I do not can or freeze anymore. I dehydrate everything. Dried food is lightweight, longer shelf-life, and takes up a fraction of the space. However, I still have cases of jars, so, I pack my dried food in the jars. Plus mice cannot chew through glass.
If you look underneath the lid of one of those salsa type jars, you will see a ring, probably a light tan color.
That ring is pretty much the same as is used in the caps of official canning type jars.
As long as it is clean, and the top is on tight, I’m sure they will seal.
At that point, there is basically one enemy possibly left. The big one! The grand Kahuna!
Botulism.
But if you’ve washed the jars good, washed and prepped the food good, and got a good seal, you’re probably gonna be ok.
And botulism in a can or sealed jar is unmistakable. You won’t have any trouble detecting it. Just pitch the whole thing and try again.
Or save it for starving zombies...
I’m not. That was suggested in the article to keep them dry.
Awwww, good point. I have many 6 gallon buckets of purchased wheat berries and beans. When I started packing my own buckets, I put the beans, rice, ... into one gallon Mylar bags so I wouldn’t have to either use 6 gallons of something or figure out how to repack it.
I never have a problem getting jars at the local thrift store.
You’re lucky. The last 2-3 years, I haven’t found any good prepping things at the big community sale so it may be people are waking up and keeping it for themselves. No camping or outdoor stuff, very few gardening or food storage books and no generators or food dehydrators or hand crank kitchen items though lots of Christmas decorations, older worn clothes and fiction books. A couple years ago, I noticed a big change in items but last year it slapped me hard.
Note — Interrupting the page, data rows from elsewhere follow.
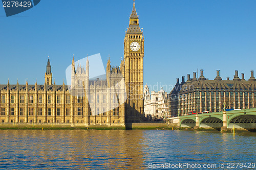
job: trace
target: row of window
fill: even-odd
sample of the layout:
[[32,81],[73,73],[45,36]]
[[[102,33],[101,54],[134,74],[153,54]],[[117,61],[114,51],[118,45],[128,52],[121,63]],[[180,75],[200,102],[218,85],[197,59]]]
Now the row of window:
[[[33,96],[32,95],[29,95],[29,103],[33,103]],[[70,103],[70,96],[66,96],[66,103],[67,104]],[[51,95],[48,95],[48,103],[52,103],[52,96]],[[6,98],[5,94],[2,94],[1,96],[1,103],[6,103]],[[11,103],[15,103],[15,95],[11,95]],[[19,98],[19,103],[24,103],[24,95],[20,95]],[[38,95],[38,103],[42,103],[42,95]],[[57,103],[60,103],[60,95],[57,96]]]
[[[33,103],[33,96],[32,95],[29,95],[29,103]],[[56,103],[60,104],[60,95],[57,95],[57,101]],[[52,95],[48,95],[47,98],[47,103],[51,104],[52,103]],[[93,96],[92,94],[90,95],[90,102],[93,103]],[[97,94],[96,95],[96,102],[99,103],[99,94]],[[113,94],[113,102],[114,103],[117,103],[118,102],[116,94]],[[82,96],[78,96],[77,97],[77,103],[83,103],[83,98]],[[11,95],[11,103],[15,103],[15,95]],[[106,95],[103,95],[103,103],[106,103]],[[1,96],[1,103],[6,103],[6,95],[5,94],[2,94]],[[20,96],[19,103],[24,103],[24,95],[21,95]],[[38,95],[38,103],[41,104],[42,103],[42,95]],[[69,95],[66,95],[66,103],[70,104],[70,96]]]
[[[69,121],[69,119],[66,120],[66,123],[69,123],[69,122],[70,122],[70,121]],[[2,120],[1,120],[1,122],[2,122],[2,123],[5,123],[5,119],[2,119]],[[11,123],[14,123],[14,119],[11,119]],[[20,119],[20,120],[19,120],[19,122],[20,122],[20,123],[23,123],[23,122],[24,122],[24,120],[23,120],[23,119]],[[30,119],[30,120],[29,120],[29,123],[33,123],[33,119]],[[42,120],[41,119],[38,119],[38,123],[42,123]],[[51,120],[51,119],[48,119],[48,120],[47,120],[47,122],[48,122],[48,123],[51,123],[51,122],[52,122],[52,120]],[[57,119],[57,123],[60,123],[60,119]],[[79,120],[76,120],[76,123],[79,123]],[[82,124],[83,123],[83,120],[81,120],[81,123],[82,123]],[[92,124],[92,123],[93,123],[93,121],[92,121],[92,120],[91,120],[91,121],[90,121],[90,123],[91,123],[91,124]],[[97,120],[97,124],[98,124],[99,123],[99,120]],[[105,123],[106,123],[105,120],[103,120],[103,124],[105,124]],[[113,121],[112,121],[112,123],[113,123],[113,124],[115,124],[115,123],[116,123],[116,121],[115,121],[115,120],[113,120]],[[118,123],[118,124],[119,124],[119,120],[117,120],[117,123]]]
[[[92,109],[90,109],[90,115],[93,115],[93,111]],[[66,115],[69,116],[70,113],[70,108],[66,108]],[[29,108],[29,116],[33,116],[33,108]],[[60,108],[56,108],[56,116],[60,116],[61,109]],[[48,116],[52,115],[52,108],[47,108],[47,114]],[[99,108],[96,108],[96,115],[99,114]],[[24,108],[20,108],[19,111],[19,115],[20,116],[24,115]],[[5,108],[1,108],[1,115],[4,116],[5,115]],[[10,115],[14,116],[14,108],[10,108]],[[37,112],[38,116],[42,116],[42,108],[38,108],[38,112]],[[78,107],[76,108],[76,115],[77,116],[82,116],[83,115],[83,109],[82,107]],[[105,108],[103,108],[103,115],[106,115],[106,109]],[[116,108],[114,109],[113,111],[113,115],[118,116],[119,115],[118,113],[118,108]]]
Times are changing.
Seeing the same thing at the local military surplus store - looked like it was pretty well picked over (just a few days ago).
Prices seemed to be higher, too.
Thanks to all who answered.
What do,you all think of glasslock instead because it is rectangular and easier to store in less space?
The have plastic lids and plastic ‘breaths’. Not good.
Can you point me to a good explanation as to why? I don’t have any canning or vacuum sealing equipment and have been putting beans and rice in reused spaghetti sauce jars for a few years now. Everything looks fine and I made some split pea soup w/2 yr old split peas this winter and it was fine. Can botulism grow on dried legumes or something? I figured my amateur attempts are better than doing nothing and starving outright but maybe not based on the bluntness of your FAIL comment.
LOL 4 months later?
Any way of on reason weevils vacuum sealing kills and insects.
Two do you think you can get the same results as:
http://www.freerepublic.com/focus/bloggers/3116028/posts
Thanks for the reply. I had missed the thread earlier but had it mentioned in a freepmail about rising food costs, thus the delay.
Generally I put things in the freezer for a couple days prior to storing it to kill any critters and eggs. But, I will look into a better method when I have the resources. Thanks again.
No problem. I really didn’t mean to sound harsh. And what you are doing is more than most and would still have a good success rate especially for beans.